Exwannabe assumption
The NHS granting IFR was done so in April of 2025, so you saying it was added in 2022 is a grotesque LIE (again) Pinokio
One can click on the "Change Log:" tab and see the old Capudencel-L entry that lists the exact same "as per IFR approval" line from 2022.
In both cases they mean that if a provider wants to use -L outside of a funded plan they must submit a request for it for the speciifc patient and say why that patient deserves what others do not get. And only a handful these are ever allowed.
But keep with the bolded LIE line when you are just wrong. It is cute.
1. Change Log Evidence Misinterpreted:
The Change Log for the NHS Cancer Drugs Fund or related listings may show a 2022 entry for Capudencel-L, but this does not equate to an IFR approval.
NHS entries often include provisional placeholders or system preparedness listings long before any formal IFR approval. These entries are sometimes tagged for future consideration or conditional use, not active patient access.
2. IFR Approval Date is Documented as April 2025:
The official IFR approval for Murcidencel (DCVax-L) was recorded in April 2025, as documented in NHS funding updates.
An entry in 2022 merely indicated potential for IFR application, not actual approval or patient access.
3. NHS Early Listings Are Not Always Reflective of Active Use:
Drugs can be listed years in advance as part of planning and readiness, especially for innovative therapies.
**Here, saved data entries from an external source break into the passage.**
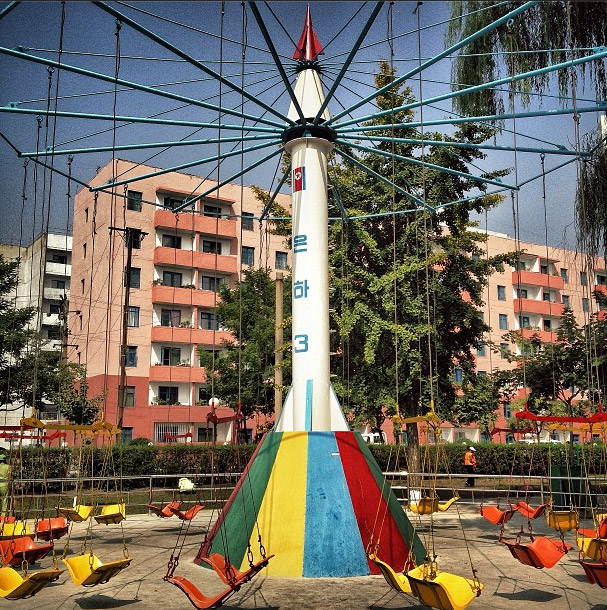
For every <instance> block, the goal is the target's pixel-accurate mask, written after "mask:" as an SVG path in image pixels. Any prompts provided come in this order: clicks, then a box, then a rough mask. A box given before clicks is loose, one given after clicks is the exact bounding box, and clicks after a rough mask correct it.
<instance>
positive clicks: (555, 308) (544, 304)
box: [514, 273, 565, 317]
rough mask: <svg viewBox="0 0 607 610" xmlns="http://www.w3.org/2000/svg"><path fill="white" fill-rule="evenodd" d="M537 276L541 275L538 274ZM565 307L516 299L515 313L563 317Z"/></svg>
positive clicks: (523, 299)
mask: <svg viewBox="0 0 607 610" xmlns="http://www.w3.org/2000/svg"><path fill="white" fill-rule="evenodd" d="M537 275H541V274H540V273H538V274H537ZM564 309H565V306H564V305H563V304H562V303H551V302H550V301H535V300H534V299H514V313H538V314H540V315H542V316H556V317H558V316H562V315H563V311H564Z"/></svg>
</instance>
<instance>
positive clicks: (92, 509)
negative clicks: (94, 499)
mask: <svg viewBox="0 0 607 610" xmlns="http://www.w3.org/2000/svg"><path fill="white" fill-rule="evenodd" d="M94 508H95V507H94V506H86V505H84V504H79V505H78V506H74V508H63V507H61V506H58V507H57V510H58V511H59V514H60V515H62V516H63V517H67V518H68V519H69V520H70V521H76V522H77V523H80V522H81V521H86V520H87V519H88V518H89V517H90V516H91V513H92V512H93V509H94Z"/></svg>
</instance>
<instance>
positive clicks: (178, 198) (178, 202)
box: [164, 195, 183, 210]
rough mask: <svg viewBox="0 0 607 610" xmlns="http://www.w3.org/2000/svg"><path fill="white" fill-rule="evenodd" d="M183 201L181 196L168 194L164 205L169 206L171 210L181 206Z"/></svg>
mask: <svg viewBox="0 0 607 610" xmlns="http://www.w3.org/2000/svg"><path fill="white" fill-rule="evenodd" d="M182 203H183V199H180V198H179V197H171V196H170V195H167V196H166V197H165V198H164V207H165V208H168V209H169V210H174V209H175V208H176V207H177V206H180V205H181V204H182Z"/></svg>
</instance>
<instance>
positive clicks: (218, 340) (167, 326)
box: [152, 326, 234, 345]
mask: <svg viewBox="0 0 607 610" xmlns="http://www.w3.org/2000/svg"><path fill="white" fill-rule="evenodd" d="M224 340H226V341H230V340H234V337H233V336H232V333H229V332H227V331H216V332H215V343H217V344H219V343H221V342H222V341H224ZM152 341H158V342H164V343H166V342H169V343H196V344H198V345H213V331H212V330H206V329H203V328H180V327H174V326H153V327H152Z"/></svg>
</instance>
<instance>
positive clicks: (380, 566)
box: [369, 554, 411, 594]
mask: <svg viewBox="0 0 607 610" xmlns="http://www.w3.org/2000/svg"><path fill="white" fill-rule="evenodd" d="M369 561H372V562H373V563H374V564H375V565H376V566H377V567H378V568H379V569H380V571H381V573H382V574H383V577H384V578H385V579H386V582H387V583H388V584H389V585H390V586H391V587H392V588H393V589H394V590H395V591H398V592H399V593H408V594H411V585H410V584H409V581H408V580H407V577H406V576H405V575H404V574H402V573H401V572H395V571H394V569H393V568H392V566H390V565H388V564H387V563H386V562H385V561H381V560H380V559H379V558H378V557H377V555H374V554H371V555H369Z"/></svg>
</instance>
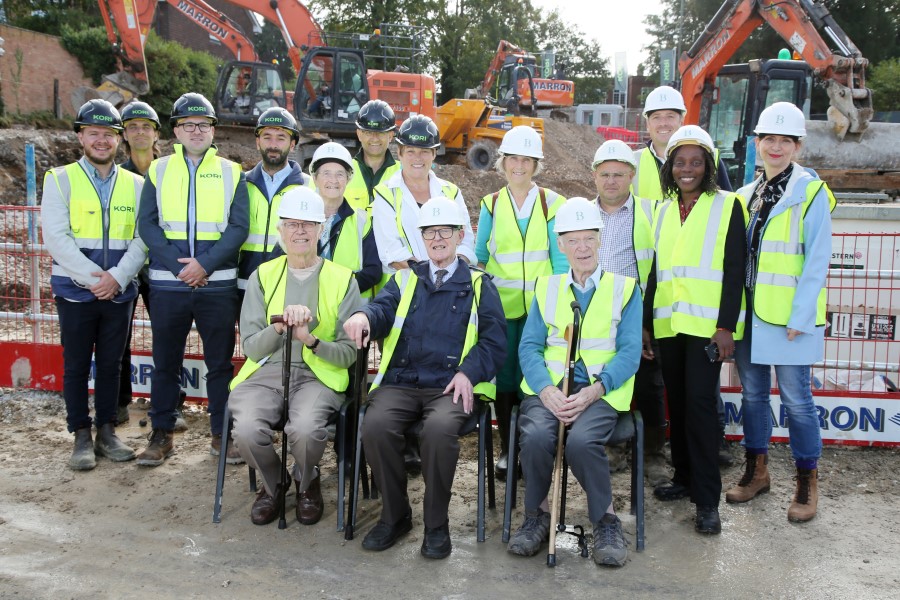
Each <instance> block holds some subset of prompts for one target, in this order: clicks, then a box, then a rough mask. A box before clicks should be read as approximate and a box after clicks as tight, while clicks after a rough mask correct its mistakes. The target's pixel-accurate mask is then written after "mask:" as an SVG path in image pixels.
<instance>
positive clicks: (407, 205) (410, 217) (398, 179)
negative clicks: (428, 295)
mask: <svg viewBox="0 0 900 600" xmlns="http://www.w3.org/2000/svg"><path fill="white" fill-rule="evenodd" d="M448 183H449V182H447V181H444V180H443V179H441V178H439V177H438V176H436V175H435V174H434V173H429V174H428V184H429V196H430V197H431V198H434V197H436V196H442V195H443V191H442V190H441V188H442V187H444V186H446V185H447V184H448ZM385 185H386V187H387V188H388V189H389V190H390V192H391V194H390V196H389V198H388V199H385V198H382V197H381V195H380V194H378V193H376V194H375V201H374V202H373V204H372V228H373V229H374V230H375V243H376V244H377V245H378V257H379V259H381V267H382V269H383V270H384V272H385V273H387V274H391V273H394V272H396V269H394V268H393V267H391V266H390V265H391V263H392V262H405V261H407V260H409V259H410V258H413V257H414V256H415V257H416V258H417V259H418V260H426V259H427V258H428V249H427V248H426V247H425V242H424V241H423V240H422V234H421V233H420V232H419V227H418V221H419V204H418V203H417V202H416V199H415V198H414V197H413V195H412V192H410V191H409V188H408V187H406V184H405V183H404V182H403V172H402V171H398V172H396V173H394V175H392V176H391V178H390V179H388V180H387V182H385ZM397 188H399V189H400V191H401V193H402V196H401V198H402V201H401V205H400V223H401V225H402V227H403V231H404V232H405V234H406V239H404V238H403V237H401V236H400V232H399V231H397V217H396V214H395V213H394V207H393V200H394V196H393V194H394V190H395V189H397ZM450 199H451V200H453V201H455V202H456V204H457V206H458V207H459V210H460V212H461V214H464V215H466V217H468V216H469V210H468V209H467V208H466V202H465V200H464V199H463V195H462V192H459V191H457V192H456V198H450ZM465 221H466V224H465V226H464V227H463V229H464V231H465V236H464V237H463V242H462V244H461V245H460V247H459V248H458V249H457V253H458V254H459V255H460V256H463V257H465V258H466V260H468V261H469V263H470V264H473V265H474V264H475V263H476V261H477V259H476V258H475V234H474V233H472V223H471V219H469V218H466V219H465ZM406 242H409V246H407V244H406Z"/></svg>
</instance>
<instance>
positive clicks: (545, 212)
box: [481, 186, 566, 319]
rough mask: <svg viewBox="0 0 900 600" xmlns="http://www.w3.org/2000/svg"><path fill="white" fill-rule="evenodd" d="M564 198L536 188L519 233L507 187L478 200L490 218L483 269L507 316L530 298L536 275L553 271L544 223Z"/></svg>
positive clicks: (528, 305)
mask: <svg viewBox="0 0 900 600" xmlns="http://www.w3.org/2000/svg"><path fill="white" fill-rule="evenodd" d="M565 201H566V199H565V198H563V197H562V196H560V195H559V194H557V193H555V192H553V191H550V190H546V189H544V188H538V198H537V199H535V202H534V206H533V207H532V209H531V216H530V217H528V226H527V227H526V229H525V234H524V235H523V234H522V232H521V230H520V229H519V224H518V222H517V219H516V211H515V209H514V208H513V205H512V203H513V200H512V198H511V197H510V195H509V188H508V187H506V186H504V187H503V189H502V190H500V191H499V192H497V193H495V194H488V195H487V196H485V197H484V198H482V199H481V202H482V204H483V205H484V207H485V209H486V210H487V211H488V213H490V214H491V216H492V217H493V224H492V229H491V235H490V238H489V239H488V251H489V252H490V257H489V258H488V261H487V264H486V265H485V266H484V270H485V271H486V272H487V273H490V274H491V275H493V276H494V279H493V282H494V285H496V286H497V291H498V292H499V293H500V302H501V303H502V304H503V312H504V314H505V315H506V318H507V319H518V318H519V317H521V316H522V315H524V314H525V313H526V312H527V310H528V307H530V306H531V300H532V298H534V282H535V281H536V280H537V278H538V277H541V276H543V275H550V274H552V273H553V267H552V266H551V264H550V239H549V235H548V233H547V222H548V221H550V220H551V219H553V218H554V217H555V216H556V211H557V210H559V207H560V206H562V205H563V203H564V202H565Z"/></svg>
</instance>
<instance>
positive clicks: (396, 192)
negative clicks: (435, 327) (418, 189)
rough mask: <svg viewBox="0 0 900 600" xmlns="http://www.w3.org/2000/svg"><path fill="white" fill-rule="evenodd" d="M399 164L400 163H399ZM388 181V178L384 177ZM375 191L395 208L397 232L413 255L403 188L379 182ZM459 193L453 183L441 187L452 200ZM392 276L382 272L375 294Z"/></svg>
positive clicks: (404, 243) (448, 199) (457, 187)
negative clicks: (405, 219)
mask: <svg viewBox="0 0 900 600" xmlns="http://www.w3.org/2000/svg"><path fill="white" fill-rule="evenodd" d="M398 164H399V163H398ZM383 180H385V181H386V179H384V178H383ZM375 193H377V194H378V195H379V196H381V197H382V198H384V199H385V200H387V203H388V204H389V205H390V206H391V208H393V209H394V220H395V221H396V224H397V233H399V234H400V239H401V240H403V243H404V244H405V245H406V249H407V250H409V253H410V255H412V253H413V251H412V246H411V245H410V243H409V237H408V236H407V235H406V230H404V229H403V220H402V219H401V211H400V209H401V208H402V206H403V190H401V189H400V188H399V187H396V188H389V187H388V186H387V185H385V184H383V183H379V184H378V185H377V186H375ZM457 193H459V188H458V187H456V186H455V185H454V184H452V183H449V182H448V183H447V185H445V186H442V187H441V194H443V195H444V197H445V198H447V199H448V200H451V201H455V200H456V194H457ZM391 277H392V274H391V273H382V275H381V281H379V282H378V284H377V285H376V286H375V289H374V290H373V293H374V294H377V293H378V292H380V291H381V288H383V287H384V286H385V285H386V284H387V282H388V280H389V279H390V278H391Z"/></svg>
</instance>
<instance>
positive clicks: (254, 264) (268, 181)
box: [238, 107, 313, 300]
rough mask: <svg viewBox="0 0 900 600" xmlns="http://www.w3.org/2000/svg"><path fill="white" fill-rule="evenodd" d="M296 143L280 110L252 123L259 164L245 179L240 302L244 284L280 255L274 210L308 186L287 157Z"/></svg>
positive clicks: (239, 263) (304, 178)
mask: <svg viewBox="0 0 900 600" xmlns="http://www.w3.org/2000/svg"><path fill="white" fill-rule="evenodd" d="M299 139H300V129H299V128H298V127H297V121H296V120H295V119H294V117H293V116H292V115H291V113H289V112H288V111H286V110H285V109H283V108H280V107H275V108H270V109H268V110H266V111H265V112H264V113H263V114H261V115H260V116H259V119H258V120H257V122H256V148H257V150H259V155H260V157H261V158H262V160H260V161H259V163H257V165H256V166H255V167H253V168H252V169H251V170H250V171H248V172H247V173H246V175H247V191H248V193H249V196H250V234H249V235H248V236H247V241H245V242H244V245H243V246H241V259H240V263H239V265H238V289H239V294H240V297H241V300H243V297H244V289H245V288H246V287H247V280H248V279H249V278H250V275H251V274H252V273H253V271H255V270H256V268H257V267H259V265H261V264H262V263H264V262H265V261H267V260H269V259H271V258H274V257H275V256H277V255H278V254H281V253H282V252H281V249H280V248H279V246H278V237H279V236H278V231H277V230H276V225H277V224H278V217H277V214H278V206H279V205H280V204H281V199H282V197H283V196H284V194H285V193H286V192H287V191H288V190H290V189H292V188H295V187H297V186H307V187H313V186H312V180H311V179H310V178H309V177H308V176H306V175H304V174H303V170H302V169H301V167H300V165H299V164H297V163H296V162H294V161H293V160H289V159H288V156H289V155H290V153H291V151H293V149H294V147H295V146H296V145H297V141H298V140H299Z"/></svg>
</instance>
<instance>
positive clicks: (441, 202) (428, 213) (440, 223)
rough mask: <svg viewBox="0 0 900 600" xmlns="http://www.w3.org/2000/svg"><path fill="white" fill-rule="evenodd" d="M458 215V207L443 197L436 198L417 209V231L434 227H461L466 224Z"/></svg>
mask: <svg viewBox="0 0 900 600" xmlns="http://www.w3.org/2000/svg"><path fill="white" fill-rule="evenodd" d="M463 219H464V217H463V215H461V214H460V210H459V206H457V204H456V202H454V201H453V200H449V199H447V198H445V197H444V196H436V197H434V198H432V199H430V200H429V201H428V202H426V203H425V204H423V205H422V208H420V209H419V229H425V228H426V227H432V226H434V225H453V226H456V227H462V226H463V225H465V224H466V222H465V221H464V220H463Z"/></svg>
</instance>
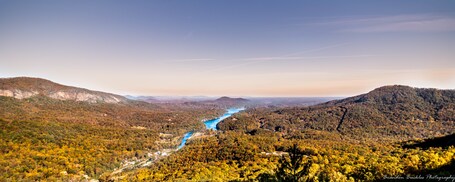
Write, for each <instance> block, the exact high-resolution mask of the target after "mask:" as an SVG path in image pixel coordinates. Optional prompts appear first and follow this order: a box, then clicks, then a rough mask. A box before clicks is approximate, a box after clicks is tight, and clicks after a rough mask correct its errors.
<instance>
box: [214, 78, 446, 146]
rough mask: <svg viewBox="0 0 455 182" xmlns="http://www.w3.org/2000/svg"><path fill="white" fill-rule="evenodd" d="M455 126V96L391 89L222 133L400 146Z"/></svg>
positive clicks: (249, 124)
mask: <svg viewBox="0 0 455 182" xmlns="http://www.w3.org/2000/svg"><path fill="white" fill-rule="evenodd" d="M454 121H455V91H454V90H437V89H421V88H411V87H407V86H386V87H381V88H378V89H375V90H373V91H371V92H369V93H367V94H363V95H359V96H355V97H350V98H346V99H342V100H336V101H330V102H327V103H323V104H319V105H316V106H310V107H291V108H279V109H273V110H271V109H264V108H258V109H250V110H248V111H247V112H243V113H241V114H238V115H237V116H236V117H235V118H228V119H226V120H225V121H224V122H222V123H220V124H219V126H218V127H219V128H220V129H221V130H243V131H244V132H247V133H257V132H263V131H264V130H267V131H274V132H280V133H282V134H289V133H295V132H297V133H300V132H301V131H302V130H308V129H312V130H321V131H329V132H337V133H340V134H342V135H347V136H350V137H353V138H357V139H372V140H392V141H394V140H408V139H414V138H429V137H435V136H442V135H447V134H451V133H453V131H455V123H454Z"/></svg>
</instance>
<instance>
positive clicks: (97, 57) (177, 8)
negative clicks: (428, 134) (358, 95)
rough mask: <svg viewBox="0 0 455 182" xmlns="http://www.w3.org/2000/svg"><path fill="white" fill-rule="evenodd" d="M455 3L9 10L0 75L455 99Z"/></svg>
mask: <svg viewBox="0 0 455 182" xmlns="http://www.w3.org/2000/svg"><path fill="white" fill-rule="evenodd" d="M453 47H455V2H453V1H437V2H434V1H379V2H376V1H375V2H363V1H343V2H332V1H317V2H314V1H286V2H281V1H246V2H245V1H227V2H218V1H216V2H215V1H184V2H169V1H128V2H122V1H52V3H51V1H39V2H38V1H1V2H0V64H1V65H2V66H1V67H0V77H17V76H29V77H39V78H44V79H48V80H51V81H54V82H57V83H60V84H64V85H69V86H77V87H82V88H87V89H91V90H99V91H104V92H110V93H116V94H121V95H150V96H156V95H159V96H199V95H201V96H255V97H264V96H270V97H277V96H278V97H347V96H353V95H358V94H362V93H366V92H368V91H371V90H372V89H374V88H377V87H381V86H385V85H396V84H399V85H408V86H412V87H420V88H439V89H454V87H453V85H455V61H453V58H454V57H455V52H454V51H453V50H452V49H453Z"/></svg>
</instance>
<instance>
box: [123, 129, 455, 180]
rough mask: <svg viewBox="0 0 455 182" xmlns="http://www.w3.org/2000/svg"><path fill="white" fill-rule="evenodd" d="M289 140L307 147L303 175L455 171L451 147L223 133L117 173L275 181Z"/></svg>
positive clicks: (302, 150) (323, 179)
mask: <svg viewBox="0 0 455 182" xmlns="http://www.w3.org/2000/svg"><path fill="white" fill-rule="evenodd" d="M320 135H325V134H324V133H320ZM293 144H296V145H297V146H298V148H299V150H301V151H306V152H305V153H306V154H305V155H307V157H306V158H305V160H302V161H299V162H300V163H302V165H301V166H307V169H306V170H307V172H306V173H305V179H310V181H358V180H362V181H374V180H381V179H383V178H384V177H385V176H405V175H407V174H421V173H423V172H426V173H425V174H428V173H429V172H431V174H434V175H436V174H438V175H448V174H453V172H454V171H453V170H452V169H450V168H447V167H446V168H444V166H447V165H451V162H452V163H453V161H455V156H454V153H455V148H454V147H447V148H441V147H439V148H430V149H425V150H424V149H419V148H417V149H403V148H401V147H400V146H398V145H384V144H375V143H368V144H367V143H359V142H357V141H355V140H344V139H342V138H340V139H338V140H335V139H334V137H333V136H327V139H284V138H282V137H280V136H277V135H268V134H267V135H265V134H261V135H248V134H244V133H241V132H225V133H220V134H218V135H217V136H216V137H207V138H201V139H195V140H193V141H192V142H190V143H189V144H187V146H185V147H184V148H183V149H182V150H181V151H179V152H178V153H175V154H173V155H172V156H170V157H168V158H167V159H165V160H162V161H160V162H158V163H156V164H155V165H153V166H152V167H150V168H143V169H139V170H136V171H132V172H126V173H123V174H121V175H127V178H126V180H128V181H136V180H148V181H179V180H194V181H229V180H234V181H263V180H264V181H267V180H269V181H276V180H278V178H277V175H279V174H277V172H278V171H279V166H280V158H282V157H286V156H288V155H289V154H288V152H289V148H291V146H292V145H293ZM302 179H304V178H302Z"/></svg>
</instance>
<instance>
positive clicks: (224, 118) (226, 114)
mask: <svg viewBox="0 0 455 182" xmlns="http://www.w3.org/2000/svg"><path fill="white" fill-rule="evenodd" d="M243 110H245V108H229V109H228V110H227V112H226V113H224V114H223V115H222V116H220V117H219V118H216V119H212V120H208V121H205V122H204V124H205V127H206V128H207V129H212V130H216V125H217V124H218V123H219V122H220V121H223V120H224V119H226V118H228V117H231V116H232V115H233V114H235V113H238V112H240V111H243ZM192 135H193V131H190V132H188V133H185V135H184V136H183V140H182V143H180V145H179V147H177V150H178V149H181V148H182V147H183V146H185V144H186V141H187V140H188V139H189V138H190V137H191V136H192Z"/></svg>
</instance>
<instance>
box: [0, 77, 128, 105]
mask: <svg viewBox="0 0 455 182" xmlns="http://www.w3.org/2000/svg"><path fill="white" fill-rule="evenodd" d="M0 96H7V97H14V98H17V99H24V98H30V97H33V96H46V97H50V98H54V99H59V100H74V101H86V102H90V103H97V102H105V103H120V102H127V100H128V99H126V98H125V97H123V96H120V95H115V94H110V93H105V92H98V91H92V90H87V89H83V88H77V87H70V86H65V85H61V84H58V83H54V82H51V81H49V80H45V79H41V78H29V77H16V78H0Z"/></svg>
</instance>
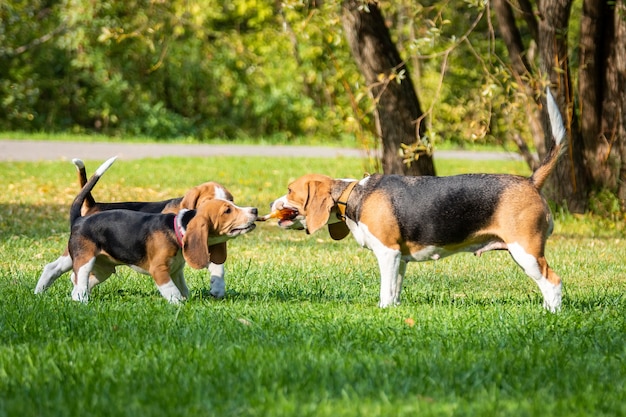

This listing does not imply active IFR approval—only that the drug is flagged for potential restricted access pending regulatory and clinical outcomes.
Conclusion:
The 2022 listing in the Change Log represents preparation and conditional status, not IFR approval. The actual IFR approval for patient-specific use occurred in April 2025. Asserting that the 2022 entry equals active IFR availability is misleading and not reflective of NHS access protocols.